Il Sistema di previsione mensile delle ondate di calore e del carico di linee MT interrate è un prodotto innovativo sviluppato per migliorare la gestione delle reti di distribuzione elettrica, in particolare durante i periodi di ondate di calore. Il sistema consente la previsione a scala mensile delle ondate di calore e la valutazione dell’impatto atteso sul carico elettrico delle lineeinterrate in media tensione (MT). Si tratta di uno strumento innovativo che integra dati meteorologici, modelli previsionali, algoritmi avanzati di Intelligenza Artificiale e dati di carico sulle aree urbane. Questa combinazione consente di migliorare la prestazione delle previsioni, e supportare i gestori di rete nella pianificazione preventiva di azioni di mitigazione dei rischi legati alle alte temperature. Il sistema si basa sulle previsioni meteo mensili fornite dal Centro Europeo per le Previsioni Meteorologiche a Medio Termine (ECMWF). Queste previsioni vengono migliorate grazie all’uso di intelligenza artificiale, in particolare di reti neurali chiamate CNN (Convolutional Neural Network), che consentono di fare un post-processing delle previsioni meteo permettendo di migliorare la stima della temperatura fornita dai modelli. Il sistema integra anche un prototipo di previsione probabilistica mensile della temperatura, che classifica i valori previsti in tre categorie definite rispetto alla climatologia storica di riferimento: sotto la media, in media e sopra la media. Anche questo tipo di previsione viene elaborato sulla base della tecnica basata sulle CNN. Grazie a questo approccio probabilistico, il sistema fornisce una rappresentazione più dettagliata e affidabile delle condizioni meteorologiche future, supportando così decisioni operative più informate. Per quanto riguarda la previsione mensile del carico elettrico, il sistema utilizza anche in tal caso algoritmi di intelligenza artificiale basati su una tecnica Random Forest per prevedere il carico giornaliero sulla città di Milano. Questo modello considera i gradi giorno di riscaldamento e raffrescamento e la settimana dell'anno come predittori principali. Tale algoritmo è in grado di fornire una previsione probabilistica di carico per il mese successivo sull’area urbana milanese. Tale metodologia può essere generalizzata ad una qualsiasi area urbana di interesse in cui si abbiano a disposizione le serie storiche di carico sulla città.

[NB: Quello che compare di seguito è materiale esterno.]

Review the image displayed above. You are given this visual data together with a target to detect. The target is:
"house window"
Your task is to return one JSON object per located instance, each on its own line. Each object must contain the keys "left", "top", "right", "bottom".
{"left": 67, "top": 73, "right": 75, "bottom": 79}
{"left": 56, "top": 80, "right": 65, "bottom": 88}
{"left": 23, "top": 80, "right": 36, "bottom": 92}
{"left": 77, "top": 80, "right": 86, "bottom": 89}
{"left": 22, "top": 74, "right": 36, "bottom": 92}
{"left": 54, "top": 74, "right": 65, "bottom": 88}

Il sistema di previsione mensile delle ondate di calore e del carico sulle linee MT interrate offre numerose applicazioni strategiche. Supporta la gestione efficiente delle reti elettriche, aiutando a prevenire blackout e a pianificare la manutenzione. Migliora la pianificazione energetica, ottimizzando risorse e costi. Contribuisce alla mitigazione dei rischi, identificando le aree più vulnerabili durante le ondate di calore. Infine, fornisce un valido supporto decisionale, grazie a previsioni probabilistiche che aiutano a valutare scenari e adottare misure preventive. Gli utilizzatori principali del sistema includono:

  • operatori delle reti di distribuzione elettrica: che possono utilizzare le previsioni per migliorare la gestione delle infrastrutture e prevenire guasti;
  • enti di protezione civile e gestione delle emergenze: che possono utilizzare le previsioni per prepararsi meglio alle ondate di calore e mitigare i rischi associati;
  • in sintesi, il Sistema di previsione mensile delle ondate di calore e del carico di linee MT interrate rappresenta uno strumento avanzato e versatile per migliorare la resilienza e l'efficienza delle reti di distribuzione elettrica, offrendo previsioni accurate con un orizzonte temporale su scala mensile e supporto decisionale per una gestione ottimale delle risorse energetiche.